To: [email protected]
Date: Sunday, August 31, 2008, 12:43 PM
The log...
--- On Sun, 8/31/08, Andrew Purtell <[EMAIL PROTECTED]> wrote:
From: Andrew Purtell <[EMAIL PROTECTED]>
Subject: Re: Cut a 0.2.1 release candidate?
To: [email protected]
Date: Sunday, August 31, 2008, 12:41 PM
+1, especially the locking evaluation and de-entanglement
done by Jim and J-D as part of 810.
We might be seeing regionserver deadlocks with 0.2.0. See
attached partial log, including stack trace requested from
the UI, from a regionserver that reports to the master but
does not handle requests from clients, hanging them. There
is no hint that anything is amiss in the log. All of the
IPC handlers are blocked. Also I'm not sure what to make of
the high counts on CompactSplitThread.compactionQueue :
Thread 9 (regionserver/0:0:0:0:0:0:0:0:60020.compactor):
State: TIMED_WAITING
Blocked count: 217143
Waited count: 393898
Stack:
sun.misc.Unsafe.park(Native Method)
java.util.concurrent.locks.LockSupport.parkNanos
(LockSupport.java:198)
java.util.concurrent.locks.AbstractQueuedSynchronizer
$ConditionObject.awaitNanos(AbstractQueuedSynchronizer.java:1963)

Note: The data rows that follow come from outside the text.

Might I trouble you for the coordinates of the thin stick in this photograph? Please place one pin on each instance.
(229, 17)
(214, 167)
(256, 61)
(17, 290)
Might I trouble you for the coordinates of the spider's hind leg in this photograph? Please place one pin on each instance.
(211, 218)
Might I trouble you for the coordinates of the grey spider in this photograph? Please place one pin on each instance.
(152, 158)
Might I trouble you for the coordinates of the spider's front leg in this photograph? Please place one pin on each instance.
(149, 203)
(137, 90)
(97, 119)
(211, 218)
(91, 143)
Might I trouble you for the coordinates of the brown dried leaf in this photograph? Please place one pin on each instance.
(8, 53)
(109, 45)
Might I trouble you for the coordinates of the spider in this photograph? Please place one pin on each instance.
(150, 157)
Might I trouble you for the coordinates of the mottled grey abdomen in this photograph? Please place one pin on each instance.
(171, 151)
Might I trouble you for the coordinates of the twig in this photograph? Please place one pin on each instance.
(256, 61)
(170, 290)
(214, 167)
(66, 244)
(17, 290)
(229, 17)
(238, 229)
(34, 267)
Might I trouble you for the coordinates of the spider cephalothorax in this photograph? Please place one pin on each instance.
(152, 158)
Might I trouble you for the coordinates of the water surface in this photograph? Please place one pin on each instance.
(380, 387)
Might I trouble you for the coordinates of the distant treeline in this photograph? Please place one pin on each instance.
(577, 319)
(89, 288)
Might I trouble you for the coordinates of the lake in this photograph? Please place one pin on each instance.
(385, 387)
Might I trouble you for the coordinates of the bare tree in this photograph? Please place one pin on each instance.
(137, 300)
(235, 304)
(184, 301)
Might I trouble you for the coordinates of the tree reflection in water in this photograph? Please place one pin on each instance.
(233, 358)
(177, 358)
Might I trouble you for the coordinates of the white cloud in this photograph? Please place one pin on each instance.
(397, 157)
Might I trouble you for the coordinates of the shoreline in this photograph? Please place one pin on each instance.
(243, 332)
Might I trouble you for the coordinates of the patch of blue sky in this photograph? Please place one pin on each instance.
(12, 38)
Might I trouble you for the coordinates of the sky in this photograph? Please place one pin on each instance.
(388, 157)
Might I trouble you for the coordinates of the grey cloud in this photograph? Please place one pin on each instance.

java.util.concurrent.LinkedBlockingQueue.poll
(LinkedBlockingQueue.java:395)
org.apache.hadoop.hbase.regionserver.CompactSplitThread.run
(CompactSplitThread.java:76)
but do not think I have enough solid information to file a
JIRA and investigate/fix this yet.
I'm hoping we just won't see this with 0.2.1. :-)
- Andy